Speaking of hog farms, I used to work for a lawyer whose mom's family made a ton of money in hog farming locally. If he had wanted to do their legal work, he would have made a ton of money, too, but he didn't want to get involved with that work because many of the members of that side of the family were snakes. Every once in a while we would do some of the more benign work for the family; one time, at the request of one of his aunts, I set up a corporation sole. The aunt was not one of the snakes, but her son was; she owned some vacant land near HMB that she didn't pay much attention to, and he dug up huge amounts of dirt to sell as fill without her permission, leaving a massive hole.

no one said...

swine flu
http://tiny.cc/j88Nq

no one said...

dsg may remember that I raised the question of the consequences on children from deportation of illegal immigrants.

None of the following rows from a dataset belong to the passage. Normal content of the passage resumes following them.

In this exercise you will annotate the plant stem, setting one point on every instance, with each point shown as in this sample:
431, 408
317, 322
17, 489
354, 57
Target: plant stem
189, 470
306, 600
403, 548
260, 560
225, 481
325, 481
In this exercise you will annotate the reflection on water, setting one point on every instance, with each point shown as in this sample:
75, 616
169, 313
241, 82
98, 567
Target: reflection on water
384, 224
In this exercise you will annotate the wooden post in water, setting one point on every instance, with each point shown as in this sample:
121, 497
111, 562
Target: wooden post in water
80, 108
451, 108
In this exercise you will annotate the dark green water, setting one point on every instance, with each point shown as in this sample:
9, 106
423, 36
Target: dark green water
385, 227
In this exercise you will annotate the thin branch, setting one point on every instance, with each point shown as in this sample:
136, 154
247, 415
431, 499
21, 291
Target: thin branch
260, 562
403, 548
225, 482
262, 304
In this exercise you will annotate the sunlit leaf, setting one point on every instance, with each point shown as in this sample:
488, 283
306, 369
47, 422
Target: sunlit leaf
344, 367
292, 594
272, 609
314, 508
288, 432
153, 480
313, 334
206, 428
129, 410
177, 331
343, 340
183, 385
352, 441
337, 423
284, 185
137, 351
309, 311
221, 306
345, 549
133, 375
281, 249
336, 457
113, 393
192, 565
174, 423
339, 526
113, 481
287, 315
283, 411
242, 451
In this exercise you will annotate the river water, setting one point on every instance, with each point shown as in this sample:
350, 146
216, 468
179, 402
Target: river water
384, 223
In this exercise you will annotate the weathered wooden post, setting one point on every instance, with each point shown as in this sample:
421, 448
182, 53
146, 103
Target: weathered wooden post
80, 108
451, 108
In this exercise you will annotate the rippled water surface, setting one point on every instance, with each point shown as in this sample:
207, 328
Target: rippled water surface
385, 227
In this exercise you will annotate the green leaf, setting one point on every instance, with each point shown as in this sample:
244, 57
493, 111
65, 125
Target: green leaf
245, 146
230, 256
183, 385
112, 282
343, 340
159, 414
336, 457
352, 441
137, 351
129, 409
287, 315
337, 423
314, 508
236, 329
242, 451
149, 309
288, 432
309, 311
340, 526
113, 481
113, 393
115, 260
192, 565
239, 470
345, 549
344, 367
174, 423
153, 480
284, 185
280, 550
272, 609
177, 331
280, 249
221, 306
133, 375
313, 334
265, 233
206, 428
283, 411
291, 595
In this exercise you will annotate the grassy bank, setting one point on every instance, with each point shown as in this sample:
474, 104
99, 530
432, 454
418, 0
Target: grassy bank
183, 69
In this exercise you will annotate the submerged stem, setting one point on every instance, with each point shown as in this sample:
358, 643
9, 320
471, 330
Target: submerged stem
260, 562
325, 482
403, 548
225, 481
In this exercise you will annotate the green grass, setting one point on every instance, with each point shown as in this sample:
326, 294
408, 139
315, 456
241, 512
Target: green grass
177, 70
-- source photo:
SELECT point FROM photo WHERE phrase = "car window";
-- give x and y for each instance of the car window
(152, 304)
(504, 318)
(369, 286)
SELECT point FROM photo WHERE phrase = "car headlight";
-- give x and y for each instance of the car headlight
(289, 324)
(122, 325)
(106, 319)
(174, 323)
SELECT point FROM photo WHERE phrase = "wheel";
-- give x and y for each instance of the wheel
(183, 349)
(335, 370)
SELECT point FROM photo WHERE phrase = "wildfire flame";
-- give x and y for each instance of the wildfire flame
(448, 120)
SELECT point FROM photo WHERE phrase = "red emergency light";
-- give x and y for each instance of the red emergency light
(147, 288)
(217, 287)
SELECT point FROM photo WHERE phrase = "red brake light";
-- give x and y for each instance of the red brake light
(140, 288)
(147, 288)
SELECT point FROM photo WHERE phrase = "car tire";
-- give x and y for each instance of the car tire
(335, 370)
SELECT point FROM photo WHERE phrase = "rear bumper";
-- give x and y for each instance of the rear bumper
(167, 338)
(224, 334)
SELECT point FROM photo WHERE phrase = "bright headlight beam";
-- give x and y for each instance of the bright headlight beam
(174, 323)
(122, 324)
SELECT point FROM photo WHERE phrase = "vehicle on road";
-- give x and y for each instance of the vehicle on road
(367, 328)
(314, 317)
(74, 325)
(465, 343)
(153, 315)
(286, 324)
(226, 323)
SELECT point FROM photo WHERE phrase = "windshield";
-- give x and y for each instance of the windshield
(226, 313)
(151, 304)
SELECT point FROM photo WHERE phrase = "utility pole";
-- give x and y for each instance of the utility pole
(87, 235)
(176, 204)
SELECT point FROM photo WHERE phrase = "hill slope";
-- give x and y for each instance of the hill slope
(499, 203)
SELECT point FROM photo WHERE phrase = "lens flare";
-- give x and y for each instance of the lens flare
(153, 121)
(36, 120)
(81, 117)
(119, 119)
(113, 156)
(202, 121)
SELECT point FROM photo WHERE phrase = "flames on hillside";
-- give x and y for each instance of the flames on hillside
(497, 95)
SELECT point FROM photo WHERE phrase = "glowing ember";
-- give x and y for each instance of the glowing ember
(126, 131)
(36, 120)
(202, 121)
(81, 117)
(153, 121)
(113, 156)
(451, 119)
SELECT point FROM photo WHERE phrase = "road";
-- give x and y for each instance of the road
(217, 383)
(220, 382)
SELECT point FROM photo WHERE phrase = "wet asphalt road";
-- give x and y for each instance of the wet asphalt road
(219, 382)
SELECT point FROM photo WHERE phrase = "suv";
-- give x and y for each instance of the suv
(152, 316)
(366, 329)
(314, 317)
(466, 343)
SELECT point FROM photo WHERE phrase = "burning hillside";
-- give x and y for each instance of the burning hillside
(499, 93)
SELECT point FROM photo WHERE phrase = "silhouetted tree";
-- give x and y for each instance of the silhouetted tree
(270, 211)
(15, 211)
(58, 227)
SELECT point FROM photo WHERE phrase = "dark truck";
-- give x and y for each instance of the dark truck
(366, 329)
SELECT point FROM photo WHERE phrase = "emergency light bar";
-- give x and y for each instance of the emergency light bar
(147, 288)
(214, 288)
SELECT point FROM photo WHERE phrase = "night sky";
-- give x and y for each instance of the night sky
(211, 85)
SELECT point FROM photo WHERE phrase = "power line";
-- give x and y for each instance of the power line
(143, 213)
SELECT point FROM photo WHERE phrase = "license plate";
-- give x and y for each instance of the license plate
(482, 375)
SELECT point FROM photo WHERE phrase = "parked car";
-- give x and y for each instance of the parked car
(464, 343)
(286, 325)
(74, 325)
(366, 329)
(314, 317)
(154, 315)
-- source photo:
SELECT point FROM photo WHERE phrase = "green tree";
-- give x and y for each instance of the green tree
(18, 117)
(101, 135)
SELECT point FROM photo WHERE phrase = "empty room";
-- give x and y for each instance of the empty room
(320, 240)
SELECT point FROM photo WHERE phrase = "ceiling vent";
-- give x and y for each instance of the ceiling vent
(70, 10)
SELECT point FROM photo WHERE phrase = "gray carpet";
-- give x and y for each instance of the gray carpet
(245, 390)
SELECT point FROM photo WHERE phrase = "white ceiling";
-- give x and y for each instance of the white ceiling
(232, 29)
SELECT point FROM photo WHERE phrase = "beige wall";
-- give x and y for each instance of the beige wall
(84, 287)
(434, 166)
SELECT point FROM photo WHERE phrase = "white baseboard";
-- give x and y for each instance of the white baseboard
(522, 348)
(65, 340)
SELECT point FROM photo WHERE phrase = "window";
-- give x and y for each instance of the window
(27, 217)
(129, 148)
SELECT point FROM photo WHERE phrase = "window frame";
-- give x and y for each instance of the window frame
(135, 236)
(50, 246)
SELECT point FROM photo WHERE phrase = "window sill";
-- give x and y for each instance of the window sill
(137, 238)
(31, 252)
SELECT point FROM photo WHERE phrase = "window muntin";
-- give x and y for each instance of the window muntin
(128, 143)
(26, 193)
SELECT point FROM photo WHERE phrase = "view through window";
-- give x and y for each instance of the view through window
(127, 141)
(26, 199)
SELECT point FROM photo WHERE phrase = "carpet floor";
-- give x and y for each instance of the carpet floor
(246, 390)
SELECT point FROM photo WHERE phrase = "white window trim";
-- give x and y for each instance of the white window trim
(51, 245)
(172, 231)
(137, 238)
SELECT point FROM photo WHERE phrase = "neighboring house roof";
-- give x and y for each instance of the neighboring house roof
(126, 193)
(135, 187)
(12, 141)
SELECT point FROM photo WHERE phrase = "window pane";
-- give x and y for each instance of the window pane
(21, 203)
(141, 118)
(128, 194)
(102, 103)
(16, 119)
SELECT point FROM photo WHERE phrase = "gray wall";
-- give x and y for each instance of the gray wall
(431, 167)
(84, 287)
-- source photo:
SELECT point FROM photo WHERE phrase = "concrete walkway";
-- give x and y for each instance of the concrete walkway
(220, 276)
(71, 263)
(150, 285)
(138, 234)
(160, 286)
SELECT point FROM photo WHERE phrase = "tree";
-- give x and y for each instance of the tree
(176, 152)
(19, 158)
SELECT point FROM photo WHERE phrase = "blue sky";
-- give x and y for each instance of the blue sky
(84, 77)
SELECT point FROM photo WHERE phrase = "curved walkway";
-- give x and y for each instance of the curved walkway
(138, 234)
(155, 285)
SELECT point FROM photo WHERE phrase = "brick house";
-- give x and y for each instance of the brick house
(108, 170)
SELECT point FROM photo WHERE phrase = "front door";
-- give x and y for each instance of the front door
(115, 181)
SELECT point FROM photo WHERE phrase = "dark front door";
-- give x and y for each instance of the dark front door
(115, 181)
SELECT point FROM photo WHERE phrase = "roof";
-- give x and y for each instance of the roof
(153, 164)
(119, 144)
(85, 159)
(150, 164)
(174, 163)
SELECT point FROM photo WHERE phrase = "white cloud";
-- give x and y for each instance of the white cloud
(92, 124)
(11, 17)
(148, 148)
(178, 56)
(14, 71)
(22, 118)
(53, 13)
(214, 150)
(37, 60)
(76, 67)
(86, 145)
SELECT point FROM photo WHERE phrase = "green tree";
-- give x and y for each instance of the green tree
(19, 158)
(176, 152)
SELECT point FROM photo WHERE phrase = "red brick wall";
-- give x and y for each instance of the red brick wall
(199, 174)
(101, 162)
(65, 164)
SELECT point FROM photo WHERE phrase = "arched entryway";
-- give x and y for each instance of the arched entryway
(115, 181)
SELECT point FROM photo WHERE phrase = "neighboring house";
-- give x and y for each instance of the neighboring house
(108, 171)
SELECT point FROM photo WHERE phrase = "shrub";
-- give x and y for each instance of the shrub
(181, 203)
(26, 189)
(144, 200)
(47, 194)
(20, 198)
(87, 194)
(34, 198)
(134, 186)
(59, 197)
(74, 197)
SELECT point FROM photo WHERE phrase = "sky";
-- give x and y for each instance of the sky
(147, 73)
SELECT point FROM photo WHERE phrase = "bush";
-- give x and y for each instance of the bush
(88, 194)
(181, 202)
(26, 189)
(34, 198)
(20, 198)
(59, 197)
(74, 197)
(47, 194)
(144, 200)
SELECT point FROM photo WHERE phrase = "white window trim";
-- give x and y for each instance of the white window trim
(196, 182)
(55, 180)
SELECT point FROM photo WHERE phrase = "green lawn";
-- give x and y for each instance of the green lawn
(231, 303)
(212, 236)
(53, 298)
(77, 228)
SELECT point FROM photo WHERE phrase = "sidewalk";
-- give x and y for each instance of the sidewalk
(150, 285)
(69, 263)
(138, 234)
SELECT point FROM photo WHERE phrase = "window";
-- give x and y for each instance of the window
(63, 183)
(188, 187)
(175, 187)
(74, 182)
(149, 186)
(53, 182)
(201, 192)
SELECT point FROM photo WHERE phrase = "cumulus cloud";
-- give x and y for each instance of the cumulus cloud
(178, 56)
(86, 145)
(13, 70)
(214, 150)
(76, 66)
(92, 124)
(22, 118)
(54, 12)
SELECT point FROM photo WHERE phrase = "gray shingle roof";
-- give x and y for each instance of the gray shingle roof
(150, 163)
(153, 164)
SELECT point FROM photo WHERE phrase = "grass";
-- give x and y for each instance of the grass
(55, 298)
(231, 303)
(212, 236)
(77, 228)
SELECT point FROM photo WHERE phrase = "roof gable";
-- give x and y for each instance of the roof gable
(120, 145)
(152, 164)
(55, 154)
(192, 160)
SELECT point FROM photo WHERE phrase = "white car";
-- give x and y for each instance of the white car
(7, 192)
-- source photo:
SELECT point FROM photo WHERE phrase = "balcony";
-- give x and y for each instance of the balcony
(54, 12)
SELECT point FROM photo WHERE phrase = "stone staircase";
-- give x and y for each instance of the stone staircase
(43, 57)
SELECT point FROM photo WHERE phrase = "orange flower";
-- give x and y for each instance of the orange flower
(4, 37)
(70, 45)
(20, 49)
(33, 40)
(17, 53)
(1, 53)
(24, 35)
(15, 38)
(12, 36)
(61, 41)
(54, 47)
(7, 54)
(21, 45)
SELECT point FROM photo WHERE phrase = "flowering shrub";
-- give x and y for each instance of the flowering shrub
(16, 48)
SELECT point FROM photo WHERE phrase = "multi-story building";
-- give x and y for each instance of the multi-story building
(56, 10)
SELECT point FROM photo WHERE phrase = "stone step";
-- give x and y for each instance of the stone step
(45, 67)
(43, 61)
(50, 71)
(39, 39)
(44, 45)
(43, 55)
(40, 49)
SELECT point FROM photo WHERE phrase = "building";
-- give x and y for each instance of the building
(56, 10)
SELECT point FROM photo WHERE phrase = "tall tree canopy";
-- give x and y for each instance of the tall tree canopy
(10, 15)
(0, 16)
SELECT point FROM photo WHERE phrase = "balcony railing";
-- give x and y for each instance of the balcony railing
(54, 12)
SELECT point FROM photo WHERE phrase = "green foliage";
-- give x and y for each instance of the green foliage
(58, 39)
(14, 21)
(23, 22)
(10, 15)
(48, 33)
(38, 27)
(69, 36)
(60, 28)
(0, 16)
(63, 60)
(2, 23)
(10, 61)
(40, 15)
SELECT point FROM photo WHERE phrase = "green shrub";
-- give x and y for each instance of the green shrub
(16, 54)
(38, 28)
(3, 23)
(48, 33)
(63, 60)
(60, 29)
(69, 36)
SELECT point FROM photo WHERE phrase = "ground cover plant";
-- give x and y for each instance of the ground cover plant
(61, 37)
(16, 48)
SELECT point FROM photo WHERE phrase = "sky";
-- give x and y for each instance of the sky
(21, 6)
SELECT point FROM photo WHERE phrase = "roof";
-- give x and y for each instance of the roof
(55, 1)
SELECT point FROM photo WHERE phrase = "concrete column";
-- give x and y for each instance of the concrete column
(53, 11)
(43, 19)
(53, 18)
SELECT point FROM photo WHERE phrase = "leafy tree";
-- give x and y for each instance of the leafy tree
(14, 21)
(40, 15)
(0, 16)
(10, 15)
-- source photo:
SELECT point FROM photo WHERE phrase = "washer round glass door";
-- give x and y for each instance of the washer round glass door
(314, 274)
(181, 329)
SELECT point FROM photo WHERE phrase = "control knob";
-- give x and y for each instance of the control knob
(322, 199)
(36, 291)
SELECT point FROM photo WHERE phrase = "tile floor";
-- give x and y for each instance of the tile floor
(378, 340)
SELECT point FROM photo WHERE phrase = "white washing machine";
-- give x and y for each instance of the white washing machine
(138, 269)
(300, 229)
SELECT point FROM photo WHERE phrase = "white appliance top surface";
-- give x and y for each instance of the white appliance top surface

The New York Times reported on just this question several weeks after our sharp dispute

http://tiny.cc/BPzPQ

*

Pakistan backed the Taleban to have influence in Afghanistan but now Pakistan may be Talebanized. Richard Nixon created the Southern Strategy to ensure victory for the Republican Party but now, as the defection of Specter shows, the Republican Party has become a a regional party of the South. There must be a specific name for this kind of unintended consequence in politics.
*
Gina, the headwear fits politically and intellectually.

xootsuit said...

http://tinyurl.com/cvp3qq

Dan Gonzales said...

hartal, our discussion was in the context of illegal immigrants leaving voluntarily due to lack of unemployment benefits, not family separations caused by immigration raids.

wv: philsted

winkingtiger said...

Xoot: thank you for the wonderful Wolves... ;)

wv: turead (now THAT'S ontopic!)

no one said...

You are right, dsgonzale6, about the content of our previous discussion and the irrelevance of the NYT article to that discussion.

Dan Gonzales said...

hartal, FWIW, I thought the article was interesting. The immigration raid scenario is very troubling for people concerned about the humane treatment of individuals in our system.